Israel has said it is setting up a government inquiry commission to investigate allegations of the police using spyware on mobile phones of officials, businesspersons and civilians without authorization.
The police used the spyware NSO’s Pegasus to hack into phones of former Prime Minister Benjamin Netanyahu’s son Avner Netanyahu and two of his close associates, the newspaper Calcalist reported on Monday.
According to Calcalist, the police also targeted activists, journalists, civil servants, and the owner of Israel’s third-largest supermarket chain. A witness in Netanyahu’s ongoing corruption trial was also allegedly monitored, Xinhua news agency reported.
Led by a retired Supreme Court judge, the commission will “investigate in-depth the violation of civil rights and privacy in the years in question,” Internal Security Minister Omer Bar-Lev tweeted.
He said the commission will investigate not only the police use of Pegasus but also their other scandals, including an alleged hacking into the phone of Defense Minister Benny Gantz and other politicians while Netanyahu was in power.
“We will get to the bottom of it. We will eradicate corruption,” Omer noted.
Prime Minister Naftali Bennett, who replaced Netanyahu in June 2021, said in a statement that “the reports about Pegasus if they are true, are very serious”.
Noting he will consult with other ministers, Bennett said “we won’t leave this without a response”.
Speaking at the parliament, Netanyahu, currently the opposition leader, viewed the police use of Pegasus as “a dark day for the state of Israel”.
The ousted leader said the alleged use of the spyware against civilians and public servants was “unthinkable,” urging the authorities to open an independent investigation.
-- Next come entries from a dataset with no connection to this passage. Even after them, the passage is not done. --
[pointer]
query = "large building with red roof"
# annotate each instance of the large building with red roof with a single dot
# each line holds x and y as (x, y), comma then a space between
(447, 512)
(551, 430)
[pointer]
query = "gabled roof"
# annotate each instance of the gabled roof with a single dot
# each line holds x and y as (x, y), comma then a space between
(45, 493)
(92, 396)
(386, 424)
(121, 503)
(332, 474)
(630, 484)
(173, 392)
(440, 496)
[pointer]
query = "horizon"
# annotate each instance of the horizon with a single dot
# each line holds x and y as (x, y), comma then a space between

President Isaac Herzog also voiced his concern. “We must not lose our democracy. We must not lose our police. And we must certainly not lose public trust in them. This requires an in-depth and thorough investigation,” he said in a statement.
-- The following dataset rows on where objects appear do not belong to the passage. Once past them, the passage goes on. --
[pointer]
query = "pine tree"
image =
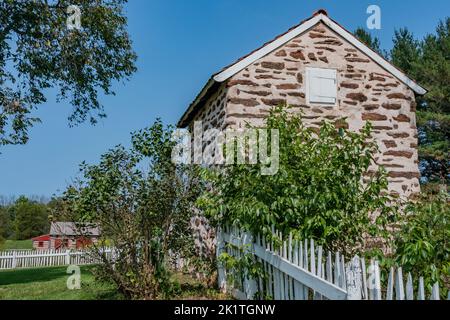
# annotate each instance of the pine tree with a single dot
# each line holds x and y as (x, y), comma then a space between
(428, 61)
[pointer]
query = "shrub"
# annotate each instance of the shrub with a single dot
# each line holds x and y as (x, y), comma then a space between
(324, 190)
(423, 241)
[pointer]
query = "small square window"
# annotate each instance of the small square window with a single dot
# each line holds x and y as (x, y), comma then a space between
(321, 86)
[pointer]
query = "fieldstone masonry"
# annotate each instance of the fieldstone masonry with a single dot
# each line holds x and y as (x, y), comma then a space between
(366, 92)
According to Calcalist, the police used Pegasus during the term of former Police Commissioner Roni Alsheikh, who led the force between 2015 and 2018.
The spyware infects mobile phones and enables operators to extract messages, photos, and emails, and secretly activate microphones and cameras. It drew international criticism after several governments around the world was found to misuse it to target officials, journalists, activists, and academics.
In November 2021, the company was blacklisted by the US Commerce Department over its engagement “in activities that are contrary to the national security or foreign policy interests of the US.”